Non Deterministic results although did everything in order for it to be #39849

Esaada · 2020-06-11T08:47:00Z

Non Deterministic outputs is a long discussion, I thought I found the formula for deterministic outputs:

    torch.manual_seed(args.seed)
    torch.cuda.manual_seed(args.seed)
    np.random.seed(args.seed)
    torch.backends.cudnn.deterministic = True
    torch.backends.cudnn.benchmark = False
    random.seed(args.seed)

Apparently it's not enough.
The issue, of course, is that the results are different although training with the same seed and the above settings.
Reproducing is easy , I'm attaching the code under "additional context", put it undet main.py, download the data from:https://www.kaggle.com/nicapotato/womens-ecommerce-clothing-reviews , put them in the same dir and just run:
python3 main.py

(If I had the ability to upload the py and csv files it was much easier)

Environment

Collecting environment information

...
PyTorch version: 1.5.0
Is debug build: No
CUDA used to build PyTorch: 10.2

OS: Ubuntu 18.04.2 LTS
GCC version: (Ubuntu 7.3.0-27ubuntu1~18.04) 7.3.0
CMake version: version 3.10.2

Python version: 3.6
Is CUDA available: Yes
CUDA runtime version: Could not collect
GPU models and configuration:
GPU 0: TITAN V
GPU 1: TITAN V
GPU 2: TITAN V
GPU 3: TITAN V

Nvidia driver version: 440.33.01
cuDNN version: /usr/lib/x86_64-linux-gnu/libcudnn.so.7.4.2

Versions of relevant libraries:
[pip3] numpy==1.16.2
[pip3] torch==1.5.0
[pip3] torchfile==0.1.0
[pip3] torchnet==0.0.4
[pip3] torchvision==0.2.2
[conda] Could not collect

PyTorch Version (e.g., 1.0):
OS (e.g., Linux):
How you installed PyTorch (conda, pip, source):
Build command you used (if compiling from source):
Python version:
CUDA/cuDNN version:
GPU models and configuration:
Any other relevant information:

Additional context

The full code:

 import torch
 import torch.nn as nn
 import pandas as pd
 import numpy as np
 import argparse
 import os
 import re
 import spacy

 from collections import Counter
 from torch.utils.data import Dataset, DataLoader
 import torch.nn.functional as F
 import string
 from torch.nn.utils.rnn import pack_padded_sequence, pad_packed_sequence
 from sklearn.metrics import mean_squared_error
 from sklearn.model_selection import train_test_split
 import random
 import numpy as np 
 parser = argparse.ArgumentParser(description='PyTorch CINIC10 Training')
parser.add_argument('--seed',type=int,  default=60)
parser.add_argument('--epochs',type=int,  default=90)

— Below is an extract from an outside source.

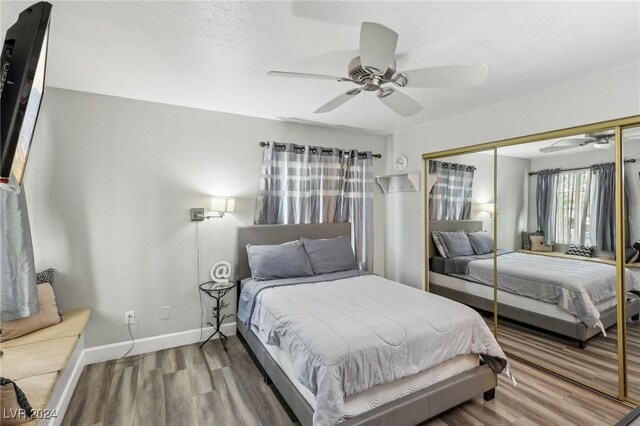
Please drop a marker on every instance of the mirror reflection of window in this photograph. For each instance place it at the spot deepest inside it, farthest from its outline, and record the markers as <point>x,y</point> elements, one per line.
<point>568,244</point>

parser.add_argument('--save_path',type=str,  default="save_path/")
parser.add_argument('--batch_size',type=int,  default=1024)

best_acc = 0

class ReviewsDataset(Dataset):
    def __init__(self, X, Y):
        self.X = X
        self.y = Y
    def __len__(self):
        return len(self.y)
    def __getitem__(self, idx):
        return torch.from_numpy(self.X[idx][0].astype(np.int32)), self.y[idx], self.X[idx][1]

def tokenize(text):
    text = re.sub(r"[^\x00-\x7F]+", " ", text)
    regex = re.compile('[' + re.escape(string.punctuation) + '0-9\\r\\t\\n]')  # remove punctuation and numbers
    nopunct = regex.sub(" ", text.lower())
    return [token.text for token in tok.tokenizer(nopunct)]
def encode_sentence(text, vocab2index, N=70):
    tokenized = tokenize(text)
    encoded = np.zeros(N, dtype=int)
    enc1 = np.array([vocab2index.get(word, vocab2index["UNK"]) for word in tokenized])
    length = min(N, len(enc1))
    encoded[:length] = enc1[:length]
    return encoded, length

def train_model(model, epochs, lr=0.001):
    global best_acc
    parameters = filter(lambda p: p.requires_grad, model.parameters())
    optimizer = torch.optim.Adam(parameters, lr=lr)
    for i in range(epochs):
        model.train()
        sum_loss = 0.0
        total = 0
        for batch_idx,(x, y, l) in enumerate(train_dl):
            x = x.long().cuda()
            y = y.long().cuda()
            l = l.cuda()
            y_pred = model(x,l)
            optimizer.zero_grad()
            loss = F.cross_entropy(y_pred, y)
            loss.backward()
            optimizer.step()
            sum_loss += loss.item() * y.shape[0]
            total += y.shape[0]
        val_loss, val_acc  = validation_metrics(model, val_dl)
        if val_acc > best_acc:
           best_acc = val_acc
        if i % 5 == 1:
            print("train loss %.3f, val loss %.3f, val accuracy %.3f" % (
            sum_loss / total, val_loss, val_acc))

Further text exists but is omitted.